Questions on proof assistants

[Lawrence Paulson]

> On 15 May 2020, at 11:54, Freek Wiedijk <freek at cs.ru.nl> wrote:
> 
> - Lean
> 
> It's a Coq clone by Microsoft, but the Lean
> community has many hardcore former Isabelle users in it
> (Jeremy Avigad, Jasmin Blanchette, etc.)  So it might be
> developing into the best of both worlds.  Also, it removed
> some of the subtleties of Coq that get in the way if you're
> not into constructive/computable mathematics and/or Homotopy
> Type Theory.  For instance, it has functional extensionality:
> if f(x) = g(x) for all x then f = g; in Coq you need an axiom
> for that (and also Thorsten might get angry at you :-)),
> it has proof irrelevance, it has quotient types, it has a
> much simpler definition of the foundations of the system
> (the "logic"), etc.

It is important that we understand which peculiarities of Coq are inherent in the use of dependent types and which are purely incidental. Intensional equality is terrible: it implies that n+0=n and 0+n=n (for n a natural number) are fundamentally different assertions because one holds by definition and the other was proved by induction. Arbitrary details of a definition remain important forever.
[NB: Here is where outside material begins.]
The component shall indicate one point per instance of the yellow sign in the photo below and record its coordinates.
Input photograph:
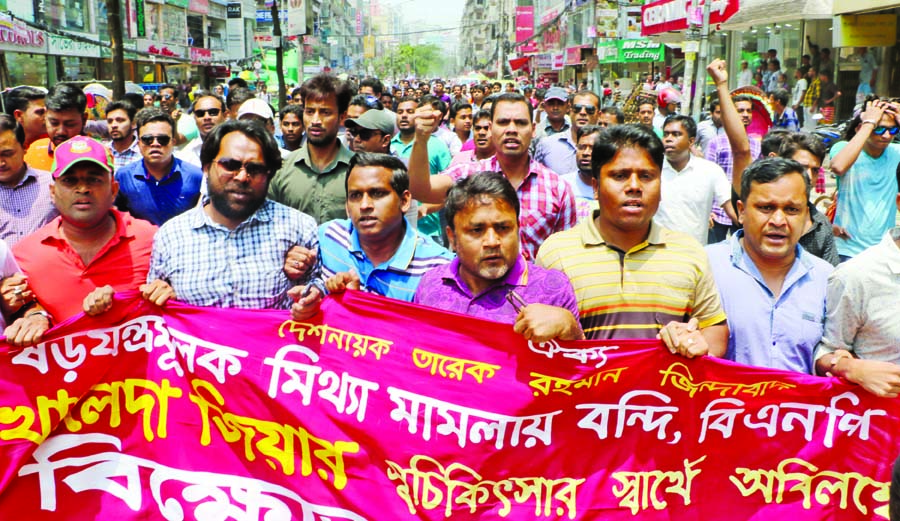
(865, 30)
The Ssreflect layer strikes me as being intended to provide an extremely simple subformalism type theory in which all assertions are computable, thereby yielding the excluded middle even in the intuitionistic context. And that is why the carriers of groups in the odd order theorem development are lists of booleans expressing the characteristic function of the corresponding finite set. It's ingenious but horrifying at the same time: why can’t you just have some notion of set, including infinite sets? Occasionally “setoids” are mentioned, always with hints of unpleasantness.

So does Lean deal with these issues and give us a natural language of sets, even if they are typed sets? Another question: I seem to keep hearing that type checking in Coq can be computationally intensive to the extent that performance becomes a real issue. Is that again incidental to Coq or inherent to the choice of dependent types? 

And to what extent is the preference for constructive reasoning inherent to type theory as opposed to being a cultural choice of the Coq community? In the case of real analysis, the implications of intuitionism become too big to ignore.

Larry